Le plus acclamé aux saluts, le Rocco de Franz-Josef Selig compte parmi les plus complets et musicaux qu’on ait entendus, gardien bourru autant que père tout en onction, soumis autant que révolté, d’un art de diseur élevé à l’oratorio, d’une capacité à l’allègement qui font des miracles au quatuor.

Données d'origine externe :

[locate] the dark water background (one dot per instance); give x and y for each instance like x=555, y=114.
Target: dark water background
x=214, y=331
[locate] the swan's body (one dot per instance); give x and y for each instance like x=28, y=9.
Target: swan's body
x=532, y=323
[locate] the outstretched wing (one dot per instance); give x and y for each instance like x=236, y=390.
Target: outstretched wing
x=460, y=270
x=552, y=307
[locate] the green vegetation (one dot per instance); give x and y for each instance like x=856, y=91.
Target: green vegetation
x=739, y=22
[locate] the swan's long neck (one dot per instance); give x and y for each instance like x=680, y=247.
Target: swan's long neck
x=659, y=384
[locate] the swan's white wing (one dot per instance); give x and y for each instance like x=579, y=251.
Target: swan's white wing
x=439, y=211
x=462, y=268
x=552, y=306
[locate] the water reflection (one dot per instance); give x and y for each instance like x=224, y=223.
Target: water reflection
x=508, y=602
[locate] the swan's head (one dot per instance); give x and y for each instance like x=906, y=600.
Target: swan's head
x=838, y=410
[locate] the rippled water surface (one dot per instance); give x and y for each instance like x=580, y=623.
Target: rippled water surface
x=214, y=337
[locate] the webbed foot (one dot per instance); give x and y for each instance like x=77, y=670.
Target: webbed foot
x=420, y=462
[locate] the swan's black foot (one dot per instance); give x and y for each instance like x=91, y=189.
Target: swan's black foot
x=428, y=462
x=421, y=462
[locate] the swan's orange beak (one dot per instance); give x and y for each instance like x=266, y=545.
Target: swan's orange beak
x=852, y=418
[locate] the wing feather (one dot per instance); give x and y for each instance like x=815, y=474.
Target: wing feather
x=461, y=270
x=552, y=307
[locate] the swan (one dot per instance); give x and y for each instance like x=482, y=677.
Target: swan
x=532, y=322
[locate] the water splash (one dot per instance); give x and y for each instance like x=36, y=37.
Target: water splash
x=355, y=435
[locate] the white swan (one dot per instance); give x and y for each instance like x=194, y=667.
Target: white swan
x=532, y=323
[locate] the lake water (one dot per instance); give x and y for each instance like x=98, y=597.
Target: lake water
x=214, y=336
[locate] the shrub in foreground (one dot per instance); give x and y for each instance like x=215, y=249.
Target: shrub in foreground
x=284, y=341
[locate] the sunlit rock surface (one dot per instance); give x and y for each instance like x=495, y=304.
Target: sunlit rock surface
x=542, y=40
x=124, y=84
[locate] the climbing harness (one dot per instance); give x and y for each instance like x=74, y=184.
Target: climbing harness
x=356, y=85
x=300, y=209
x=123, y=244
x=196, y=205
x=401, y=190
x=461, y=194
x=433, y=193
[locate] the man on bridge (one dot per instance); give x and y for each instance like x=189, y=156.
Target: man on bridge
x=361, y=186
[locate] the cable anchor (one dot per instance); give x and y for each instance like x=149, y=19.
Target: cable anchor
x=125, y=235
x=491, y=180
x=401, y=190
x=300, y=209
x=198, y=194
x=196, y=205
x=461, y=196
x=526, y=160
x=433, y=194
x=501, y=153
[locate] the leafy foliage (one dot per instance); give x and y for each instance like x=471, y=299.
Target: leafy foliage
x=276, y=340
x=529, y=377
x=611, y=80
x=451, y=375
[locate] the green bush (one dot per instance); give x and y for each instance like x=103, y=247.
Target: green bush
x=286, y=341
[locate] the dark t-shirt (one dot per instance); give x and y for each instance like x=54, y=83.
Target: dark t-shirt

Paul Gay est un Fernando aux moyens peut-être un peu minces mais à la belle ligne et à la noblesse certaine, tandis qu’Alan Held expose un instrument qui n’est que métal et projection, au service d’un Pizarro implacable et terriblement sonore.

Et si Angela Denoke propose une Leonore aimante jusqu’à la douleur qui peut encore assurer à défaut de triompher, dont les contorsions s’accompagnent de bien pénibles grimaces et d’un vibrato-hululement contaminant l’intonation de vocalises à l’aveuglette et laissant présager une funeste évolution, Jonas Kaufmann est un Florestan parmi les plus crédibles : pétri des éclats d’une émission verrouillée qui n’accouche pas des plus beaux sons du monde mais en accord avec la bête agonisante présentée en scène, le Heldentenor en devenir surmonte sans souffrir une tessiture démente.

Scénographie clinique

Pour conventionnel qu’il soit, le travail théâtral de Johan Simons, auteur d’un Boccanegra d’une vacuité absolue à la Bastille, existe cette fois bel et bien – avec enfin un Florestan encore salement amoché au tableau final –, profitant avec un certain classicisme dans la direction d’acteurs d’une scénographie clinique à mi-chemin entre l’hôpital et la prison high-tech, avec portes à cartes magnétiques et guérite remplie de caméras de surveillance, jouant au mieux d’éclairages rasants et du pouvoir expressif des jeux d’ombres – une Leonore comme implorante au-dessus de l’escalier menant au cachot de son époux.

Quant à la réécriture des dialogues, plutôt habile et prenant toujours sa source dans le texte des passages chantés, elle permet notamment un Pizarro schizophrène des plus inquiétants, entre Gollum et le Dr Mengele. Et si l’on peut regretter un rythme des dialogues plombé de silences, et une Marzelline jolie idiote qui cauchemarde « d’un vrai homme, avec du poil et une haleine avinée », force est de constater que le spectacle se tient, et que les choix dramaturgiques de Cambreling – ouverture Leonore I, puis air de Marzelline, puis duo, puis trio issu de Leonore, puis quatuor avant la suite naturelle du I –, sans être décisifs, tiennent le choc dans un spectacle sage mais qui se regarde avec un réel intérêt, quand bien même il s’achève comme tant de Fidelio, les solistes et les chœurs en frontal immobile à l’avant-scène.